A questão, entretanto, guarda pelo menos um ponto do bom senso, que não foi observado por todos os vereadores. A prerrogativa de enviar ou não um projeto para análise da consultoria é da Comissão de Constituição e Justiça, a primeira por onde o texto passa.

Anti-regimental

Para entender algumas manobras no Legislativo é preciso conhecer o Regimento Interno e até a Lei Orgânica. No caso abordado, não é difícil imaginar o transtorno político que pode acontecer se um vereador tiver o poder de parar a tramitação de um projeto quando ele já estiver na pauta, solicitando parecer da consultoria.

Lei em duplicata

A mesma questão pesa sobre os dois projetos de lei, de João Parreira e Roberto Bueno, que tratam do mesmo assunto: lei do silêncio. O regimento determina que é autor da matéria quem protocolou a reserva do tema primeiro. Ambos contam com projeto do mesmo assunto. Se os textos forem complementares, podem tramitar separados.

Dedo no vizinho

Existe um certo código de ética entre os vereadores

- que nem sempre é seguido. Os edis procuram preservar redutos eleitorais e abordagens sobre temas específicos. Tem o vereador que atua com uma entidade, outro que concentra sua atividade em um determinado bairro, etc. Apesar disso, vez ou outra um reclama que seu "território" foi invadido. Existem ocasiões que viram "guerra".

Acordo político

Em alguns temas os vereadores, ou até mesmo algumas bancadas, trabalham juntos sobre um mesmo tema.

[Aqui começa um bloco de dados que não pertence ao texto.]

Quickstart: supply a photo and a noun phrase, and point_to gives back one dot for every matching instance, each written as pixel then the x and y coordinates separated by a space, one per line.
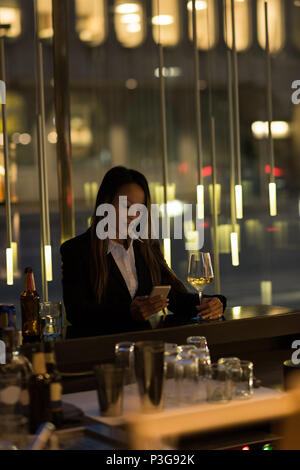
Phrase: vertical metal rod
pixel 236 97
pixel 231 143
pixel 42 209
pixel 6 153
pixel 43 128
pixel 163 122
pixel 269 95
pixel 41 149
pixel 62 117
pixel 231 125
pixel 215 209
pixel 197 98
pixel 209 63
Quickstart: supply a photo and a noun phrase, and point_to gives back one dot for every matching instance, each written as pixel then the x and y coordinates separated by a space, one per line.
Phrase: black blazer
pixel 112 315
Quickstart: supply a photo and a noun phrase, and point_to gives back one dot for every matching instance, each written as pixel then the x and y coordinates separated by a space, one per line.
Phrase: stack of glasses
pixel 169 375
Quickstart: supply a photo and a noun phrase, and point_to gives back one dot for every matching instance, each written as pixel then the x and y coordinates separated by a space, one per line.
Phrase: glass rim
pixel 150 344
pixel 108 366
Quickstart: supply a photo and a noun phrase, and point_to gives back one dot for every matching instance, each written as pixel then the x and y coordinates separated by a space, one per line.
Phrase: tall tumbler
pixel 110 381
pixel 149 371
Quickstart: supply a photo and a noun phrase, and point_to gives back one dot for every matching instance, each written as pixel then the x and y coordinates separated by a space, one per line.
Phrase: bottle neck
pixel 38 363
pixel 29 284
pixel 50 362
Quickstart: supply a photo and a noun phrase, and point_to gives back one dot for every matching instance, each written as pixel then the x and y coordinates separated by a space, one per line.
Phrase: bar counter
pixel 262 334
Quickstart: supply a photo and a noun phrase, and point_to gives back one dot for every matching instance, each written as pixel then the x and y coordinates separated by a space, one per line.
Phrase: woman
pixel 107 282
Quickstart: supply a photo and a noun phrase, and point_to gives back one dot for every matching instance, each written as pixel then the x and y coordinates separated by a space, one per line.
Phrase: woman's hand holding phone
pixel 142 308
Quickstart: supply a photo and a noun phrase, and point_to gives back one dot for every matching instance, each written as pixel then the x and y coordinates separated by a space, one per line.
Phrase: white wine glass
pixel 200 272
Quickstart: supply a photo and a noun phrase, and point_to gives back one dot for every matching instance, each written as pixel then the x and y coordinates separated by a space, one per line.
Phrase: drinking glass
pixel 110 382
pixel 199 341
pixel 202 357
pixel 170 358
pixel 124 358
pixel 149 370
pixel 171 347
pixel 13 432
pixel 10 392
pixel 218 383
pixel 186 379
pixel 200 272
pixel 244 382
pixel 182 348
pixel 233 365
pixel 51 320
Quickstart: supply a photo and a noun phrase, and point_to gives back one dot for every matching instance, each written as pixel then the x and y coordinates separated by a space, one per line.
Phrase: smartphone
pixel 160 290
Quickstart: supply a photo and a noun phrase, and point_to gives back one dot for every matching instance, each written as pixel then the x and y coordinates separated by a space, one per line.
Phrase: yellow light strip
pixel 14 247
pixel 273 199
pixel 266 292
pixel 234 249
pixel 9 267
pixel 239 201
pixel 48 262
pixel 167 251
pixel 200 201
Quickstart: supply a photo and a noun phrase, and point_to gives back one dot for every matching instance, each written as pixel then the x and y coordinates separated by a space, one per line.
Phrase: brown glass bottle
pixel 30 309
pixel 39 390
pixel 55 385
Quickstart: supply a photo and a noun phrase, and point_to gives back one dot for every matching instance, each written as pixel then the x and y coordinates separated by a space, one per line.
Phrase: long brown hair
pixel 150 249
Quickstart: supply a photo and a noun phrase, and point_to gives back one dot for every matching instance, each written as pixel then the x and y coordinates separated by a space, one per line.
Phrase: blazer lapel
pixel 115 274
pixel 142 271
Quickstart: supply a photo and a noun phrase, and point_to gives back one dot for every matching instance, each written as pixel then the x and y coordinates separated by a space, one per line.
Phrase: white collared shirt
pixel 125 261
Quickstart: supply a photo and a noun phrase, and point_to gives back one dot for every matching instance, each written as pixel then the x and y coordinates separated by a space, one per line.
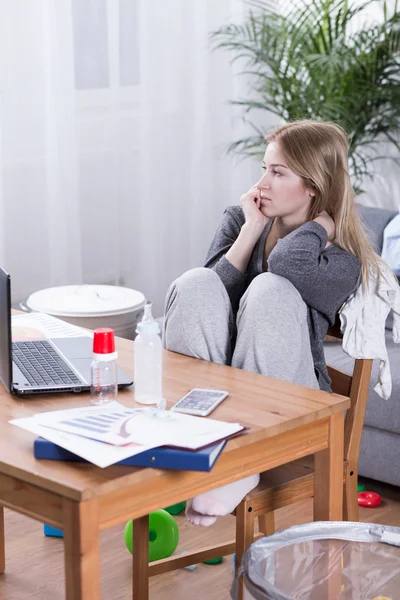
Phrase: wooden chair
pixel 295 481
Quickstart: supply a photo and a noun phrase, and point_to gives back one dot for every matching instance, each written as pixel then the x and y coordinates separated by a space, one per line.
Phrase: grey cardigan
pixel 325 277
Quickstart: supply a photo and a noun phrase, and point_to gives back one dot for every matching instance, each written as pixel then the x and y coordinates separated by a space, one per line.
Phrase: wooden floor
pixel 34 569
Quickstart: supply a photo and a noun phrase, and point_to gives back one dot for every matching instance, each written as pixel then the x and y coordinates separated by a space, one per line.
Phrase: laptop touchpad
pixel 80 347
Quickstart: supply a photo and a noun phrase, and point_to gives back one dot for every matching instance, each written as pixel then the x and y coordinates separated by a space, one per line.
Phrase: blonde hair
pixel 318 152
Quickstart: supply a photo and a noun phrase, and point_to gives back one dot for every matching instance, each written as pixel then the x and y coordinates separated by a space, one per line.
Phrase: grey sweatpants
pixel 272 332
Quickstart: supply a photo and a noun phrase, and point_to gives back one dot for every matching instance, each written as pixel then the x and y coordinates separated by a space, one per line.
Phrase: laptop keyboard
pixel 42 365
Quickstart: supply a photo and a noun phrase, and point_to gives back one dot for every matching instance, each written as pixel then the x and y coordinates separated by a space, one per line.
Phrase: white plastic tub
pixel 323 561
pixel 92 306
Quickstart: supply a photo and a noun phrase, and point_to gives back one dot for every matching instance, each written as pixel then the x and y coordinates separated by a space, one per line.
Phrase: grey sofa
pixel 380 444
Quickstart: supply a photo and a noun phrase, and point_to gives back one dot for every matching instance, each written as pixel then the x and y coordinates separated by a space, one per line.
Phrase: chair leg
pixel 350 499
pixel 244 537
pixel 2 543
pixel 266 523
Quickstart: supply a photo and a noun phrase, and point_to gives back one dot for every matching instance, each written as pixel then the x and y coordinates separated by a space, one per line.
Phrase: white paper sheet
pixel 118 425
pixel 37 325
pixel 100 454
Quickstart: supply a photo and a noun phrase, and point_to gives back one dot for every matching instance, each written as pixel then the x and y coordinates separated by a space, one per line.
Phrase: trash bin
pixel 92 306
pixel 323 561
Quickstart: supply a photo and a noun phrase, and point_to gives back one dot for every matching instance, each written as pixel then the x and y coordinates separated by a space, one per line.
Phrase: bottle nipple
pixel 147 324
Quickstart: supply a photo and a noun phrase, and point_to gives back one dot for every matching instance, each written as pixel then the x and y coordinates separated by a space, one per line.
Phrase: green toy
pixel 163 535
pixel 175 509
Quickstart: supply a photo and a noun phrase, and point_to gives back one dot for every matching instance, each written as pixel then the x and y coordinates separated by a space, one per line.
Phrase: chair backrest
pixel 356 387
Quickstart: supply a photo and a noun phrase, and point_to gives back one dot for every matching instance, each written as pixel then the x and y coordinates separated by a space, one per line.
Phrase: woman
pixel 279 268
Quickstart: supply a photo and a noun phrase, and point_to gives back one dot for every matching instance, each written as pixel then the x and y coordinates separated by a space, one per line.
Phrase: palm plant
pixel 310 61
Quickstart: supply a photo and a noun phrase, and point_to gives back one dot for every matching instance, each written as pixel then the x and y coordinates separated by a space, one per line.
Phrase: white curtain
pixel 114 124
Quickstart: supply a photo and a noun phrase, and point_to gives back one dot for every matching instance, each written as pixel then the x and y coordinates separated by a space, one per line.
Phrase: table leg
pixel 328 471
pixel 140 559
pixel 2 543
pixel 81 550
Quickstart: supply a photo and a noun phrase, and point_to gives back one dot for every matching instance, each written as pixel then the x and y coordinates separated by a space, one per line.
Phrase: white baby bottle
pixel 148 360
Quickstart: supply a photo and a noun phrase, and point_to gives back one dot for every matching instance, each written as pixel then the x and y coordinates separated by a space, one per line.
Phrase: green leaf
pixel 310 61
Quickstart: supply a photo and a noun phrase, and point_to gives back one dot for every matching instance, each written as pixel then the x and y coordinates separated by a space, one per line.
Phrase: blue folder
pixel 158 458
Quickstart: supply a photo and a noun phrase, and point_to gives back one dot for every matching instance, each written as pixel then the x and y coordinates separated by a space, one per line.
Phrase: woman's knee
pixel 273 292
pixel 200 277
pixel 192 285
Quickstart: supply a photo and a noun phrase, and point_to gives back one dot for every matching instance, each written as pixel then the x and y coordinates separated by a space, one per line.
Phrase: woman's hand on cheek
pixel 251 202
pixel 328 223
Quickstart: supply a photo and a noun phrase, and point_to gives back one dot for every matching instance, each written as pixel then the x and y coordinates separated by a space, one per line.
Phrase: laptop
pixel 43 366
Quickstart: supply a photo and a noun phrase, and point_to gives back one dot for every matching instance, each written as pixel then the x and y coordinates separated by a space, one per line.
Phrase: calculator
pixel 200 402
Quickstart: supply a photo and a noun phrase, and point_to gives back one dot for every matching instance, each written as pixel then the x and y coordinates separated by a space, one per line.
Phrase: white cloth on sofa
pixel 362 323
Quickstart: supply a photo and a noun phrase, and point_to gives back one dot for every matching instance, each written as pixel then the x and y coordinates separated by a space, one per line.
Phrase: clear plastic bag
pixel 324 561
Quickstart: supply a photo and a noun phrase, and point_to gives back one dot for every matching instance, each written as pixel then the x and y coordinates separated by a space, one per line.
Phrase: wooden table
pixel 286 422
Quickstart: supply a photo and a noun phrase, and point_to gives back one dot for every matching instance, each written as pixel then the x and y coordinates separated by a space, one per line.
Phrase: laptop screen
pixel 5 329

É o caso, por exemplo, da indicação do nome de Nobuji Nagasawa, para o núcleo de 1.238 casas que será inaugurado no próximo dia 24. A indicação leva a assinatura dos 21 vereadores.

Nulidade dos atos

O vereador Rogério Medina não concorda com a permanência de Alzira Garcia na Diretoria Jurídica do DAE, nem com a advogada abrindo mão de sua atuação, na OAB, enquanto é diretora. Ele agora está solicitando parecer do TCE, CEPAM e de outros órgãos sobre a nulidade dos atos da diretora no período em que exerceu a advocacia.